Federal police and rapid response forces advanced 1,400 metres and keep pushing ahead in the Hulela area towards the Haramat district northwest of Mosul. They were trying to reach the Tigris river bank and surround the Fifth Bridge north of the Old City, the federal police said in a statement.

A US-led international coalition is providing key air and ground support to the offensive on Mosul, Islamic State’s de facto capital in Iraq, which started in October.

It was from the pulpit of the Grand al-Nuri Mosque that Islamic State leader Abu Bakr al-Baghdadi revealed himself to the world in July 2014, declaring a “caliphate” that spanned parts of Syria and persecuted non-Sunni communities as well as Sunnis who did not abide by its extreme interpretation of Islam.

“An armoured division should not be going into narrow alleyways and streets but we will,” said Lieutenant General Qassem al-Maliki, commander of the 9th Armoured Division.

“There are sometimes troop shortages or orders that require us to do so and we will do our duty,” he told Reuters in an interview at a base southwest of Mosul. “We will enter with rapid response forces and CTS and we will enter as one front.”

The Iraqi army said on April 30th that it aimed to finish the battle for Mosul, the largest city to have fallen under Islamic State control in both Iraq and Syria, this month.

Not the end

Islamic State’s defeat in Mosul will not mean the end of the hardline Sunni group which remains in control of parts of Syria and vast swathes of Iraqi territory near the Syrian border.

Close US support should help the involvement of the armoured division and reduce the risk for civilians, US army lieutenant colonel James Browning, the partnered adviser to the Iraqi 9th Armoured Division, told Reuters at the base.

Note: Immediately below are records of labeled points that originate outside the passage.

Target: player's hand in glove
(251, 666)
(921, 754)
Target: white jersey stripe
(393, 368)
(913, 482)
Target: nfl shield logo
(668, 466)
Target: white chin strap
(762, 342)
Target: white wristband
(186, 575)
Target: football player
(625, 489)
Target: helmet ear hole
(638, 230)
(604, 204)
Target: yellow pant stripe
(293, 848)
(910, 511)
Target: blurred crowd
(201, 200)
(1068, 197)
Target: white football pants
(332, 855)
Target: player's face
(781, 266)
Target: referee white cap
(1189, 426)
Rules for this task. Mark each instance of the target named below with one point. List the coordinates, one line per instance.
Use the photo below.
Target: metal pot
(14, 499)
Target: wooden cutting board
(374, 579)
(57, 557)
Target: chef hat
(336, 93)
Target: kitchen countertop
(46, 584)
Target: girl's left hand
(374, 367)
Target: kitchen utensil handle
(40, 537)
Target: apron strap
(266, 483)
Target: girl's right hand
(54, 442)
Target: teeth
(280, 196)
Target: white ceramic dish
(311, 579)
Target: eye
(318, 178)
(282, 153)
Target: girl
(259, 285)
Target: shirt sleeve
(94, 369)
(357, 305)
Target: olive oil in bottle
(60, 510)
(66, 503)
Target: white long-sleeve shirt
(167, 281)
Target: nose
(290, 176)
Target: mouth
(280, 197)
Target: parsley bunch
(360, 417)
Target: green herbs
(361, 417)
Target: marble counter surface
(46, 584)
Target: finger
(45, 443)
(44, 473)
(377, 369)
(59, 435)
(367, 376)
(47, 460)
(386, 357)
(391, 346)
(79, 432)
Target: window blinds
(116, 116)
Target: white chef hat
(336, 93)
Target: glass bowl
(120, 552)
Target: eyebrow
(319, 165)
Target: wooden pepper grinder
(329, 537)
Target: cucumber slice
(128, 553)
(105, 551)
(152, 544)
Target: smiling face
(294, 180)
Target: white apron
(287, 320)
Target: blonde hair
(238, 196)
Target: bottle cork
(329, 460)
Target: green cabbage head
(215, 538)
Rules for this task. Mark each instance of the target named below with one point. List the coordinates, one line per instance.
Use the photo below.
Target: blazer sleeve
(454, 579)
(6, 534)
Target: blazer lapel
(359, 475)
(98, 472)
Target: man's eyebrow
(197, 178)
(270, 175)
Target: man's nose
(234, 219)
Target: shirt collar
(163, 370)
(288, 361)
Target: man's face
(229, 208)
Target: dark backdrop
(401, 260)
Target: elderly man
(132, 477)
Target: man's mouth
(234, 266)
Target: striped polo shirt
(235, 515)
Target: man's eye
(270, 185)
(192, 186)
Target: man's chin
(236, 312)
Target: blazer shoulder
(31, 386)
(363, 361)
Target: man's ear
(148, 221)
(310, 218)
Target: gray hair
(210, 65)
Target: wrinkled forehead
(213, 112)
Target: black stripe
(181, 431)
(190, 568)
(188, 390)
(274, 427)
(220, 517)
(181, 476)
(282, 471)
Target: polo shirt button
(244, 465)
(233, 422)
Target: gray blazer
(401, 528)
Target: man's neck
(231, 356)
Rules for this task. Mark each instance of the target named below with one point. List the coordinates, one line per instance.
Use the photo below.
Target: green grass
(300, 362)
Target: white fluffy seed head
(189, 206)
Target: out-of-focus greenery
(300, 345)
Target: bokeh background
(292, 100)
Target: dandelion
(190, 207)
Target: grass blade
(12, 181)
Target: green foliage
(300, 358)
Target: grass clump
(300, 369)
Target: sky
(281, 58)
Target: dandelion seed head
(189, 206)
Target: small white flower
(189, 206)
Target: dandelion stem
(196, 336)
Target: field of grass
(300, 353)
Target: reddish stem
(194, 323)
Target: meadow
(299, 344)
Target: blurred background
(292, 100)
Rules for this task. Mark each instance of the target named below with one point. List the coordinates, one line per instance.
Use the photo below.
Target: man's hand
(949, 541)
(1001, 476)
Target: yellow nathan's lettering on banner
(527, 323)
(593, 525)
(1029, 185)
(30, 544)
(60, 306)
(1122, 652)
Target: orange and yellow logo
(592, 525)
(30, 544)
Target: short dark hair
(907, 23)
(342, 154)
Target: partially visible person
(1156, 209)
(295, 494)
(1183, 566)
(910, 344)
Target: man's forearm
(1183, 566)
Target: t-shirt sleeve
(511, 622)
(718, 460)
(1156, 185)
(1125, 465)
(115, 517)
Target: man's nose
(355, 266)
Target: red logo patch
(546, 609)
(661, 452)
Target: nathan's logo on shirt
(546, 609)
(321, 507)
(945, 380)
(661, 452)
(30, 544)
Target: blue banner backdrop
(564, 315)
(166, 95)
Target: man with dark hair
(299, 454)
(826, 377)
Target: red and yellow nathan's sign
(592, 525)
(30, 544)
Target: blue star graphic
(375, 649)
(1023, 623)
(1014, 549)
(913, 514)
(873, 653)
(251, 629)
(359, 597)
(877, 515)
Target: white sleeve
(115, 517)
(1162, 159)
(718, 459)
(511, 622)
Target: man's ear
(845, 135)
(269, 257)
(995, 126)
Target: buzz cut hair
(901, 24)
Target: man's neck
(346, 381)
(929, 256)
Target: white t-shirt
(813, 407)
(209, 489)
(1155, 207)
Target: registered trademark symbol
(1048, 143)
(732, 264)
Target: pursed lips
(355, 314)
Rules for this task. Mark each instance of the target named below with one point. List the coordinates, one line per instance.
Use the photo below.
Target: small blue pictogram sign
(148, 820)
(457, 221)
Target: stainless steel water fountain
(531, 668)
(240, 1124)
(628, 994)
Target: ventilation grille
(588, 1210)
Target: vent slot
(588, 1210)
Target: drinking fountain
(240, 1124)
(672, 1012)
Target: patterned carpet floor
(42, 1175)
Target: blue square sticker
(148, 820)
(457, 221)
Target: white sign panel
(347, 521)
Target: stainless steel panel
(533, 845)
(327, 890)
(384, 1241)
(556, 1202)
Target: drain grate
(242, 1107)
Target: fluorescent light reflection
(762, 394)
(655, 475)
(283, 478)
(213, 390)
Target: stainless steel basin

“Everything I am trying to do is try to shape the battlefield for him,” Lieut Col Browning, a battalion commander from the 82nd Airborne Division, said referring to Mr Maliki.

“I am looking at trying to strike right in front of him as well as deep, even into Old Mosul.”

US support is essential for getting rid of suicide car bombs, known as VBIEDs, driven by the militants as road torpedoes before crashing into troops.

The war is taking a heavy toll on civilians trapped behind Islamic State lines and used by the militants as shields.

Local officials and eyewitnesses have said as many as 240 people may have died in March in the Al-Jadida district of western Mosul when a blast resulted in a building collapsing.

The U.S. military has acknowledged that the US-led coalition probably had a role in the March 17th explosion, but said Islamic State also could be to blame.